Reputation: 488
I do have 155k points distributed in 2k groups. There are 3 kind of points (A+B+C=#points)
Frequency distribution:
Gr #clients #A #B #C
-------------------------------
01 100 80 10 10
02 10 0 3 7
2000 400 300 80 20
--------------------------------
TOTAL: 155000 93000 46500 15500
I want to select random groups of points to a total of 6,000 points, such as the proportions of each type of point in the sample is the same than in the population.
Is there a method for this in R or SAS? or should I perform a simple random survey and then design some algorithm of group substitution till I get the balanced sample?,
Upvotes: 3
Views: 2644
Reputation: 11
Note: What you're describing sounds like a proportional sample, not a cluster sample, so that's what I've shown here. Hope that meets your needs.
/******** sort by strata *****/
proc sort data=MED_pts_155k ; by GRoup A_B_C clients ; run ;
/******** create sample design ***/
proc surveyselect noprint
data= MED_pts_155k
method=srs
seed = 7
n = 6000
out = sample_design ;
strata GRoup A_B_C /
alloc=prop NOSAMPLE
allocmin = 2 ; /*** min of 2 per stratum. ****/
run ;
/******** pull sample **********/
proc surveyselect noprint
data= MED_pts_155k
method=sys
seed = &seed
n = sample_design
out = MY_SAMPLE ;
strata GRoup A_B_C ;
run ;
The "alloc = prop" option gives you proportional (i.e. 'even') sampling. The "nosample" option in SAS allows you to generate a separate file outlining the sample design. You then use the design in a second stage where you actually pull the sample. If this is too much bother you can leave off the "nosample" option, and go straight to pulling your sample as we as we did in the simpler example below.

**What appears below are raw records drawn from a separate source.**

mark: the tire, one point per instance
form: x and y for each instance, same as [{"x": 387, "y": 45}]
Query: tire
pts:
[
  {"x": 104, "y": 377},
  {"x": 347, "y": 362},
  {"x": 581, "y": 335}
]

Note that in the second step above we've chosen to switch to 'method = SYS', instead of simple random sample (SRS). SRS would work too, but since you may have different types of responses by client, you might want to sample in a representative way across the range of clients. To do that you sort within each stratum by client and intentionally sample in even increments across the range of clients; this is a called a "systematic" sample (SYS).
You could also do it all in one simple step if you want less code, and don't need to see the sample design broken down in a separate file.
/******** sort by strata *****/
proc sort data=MED_pts_155k ; by GRoup A_B_C ; run ;
/******** pull sample **********/
proc surveyselect noprint
data= MED_pts_155k
method= SRS
seed = 7
n = 6000
out = MY_SAMPLE ;
strata GRoup A_B_C /
alloc=prop
allocmin = 2 ;
run ;
In both examples we're assuming you have two stratification variables: 'GRoup' and a second variable 'A_B_C' which contains values of a, b. or c. Hope that helps. Cluster sampling is possible in SAS as well, but as noted above, I've illustrated a proportional sample here since that seems to be what you need. Cluster sampling would take a little more space to describe.
Upvotes: 1
Reputation: 6104
i don't understand your fake data so i'll make my own.
i'm assuming you construct your own unique groups. i've just used the numbers 1:2000
to do it, but you can run this code on any group type..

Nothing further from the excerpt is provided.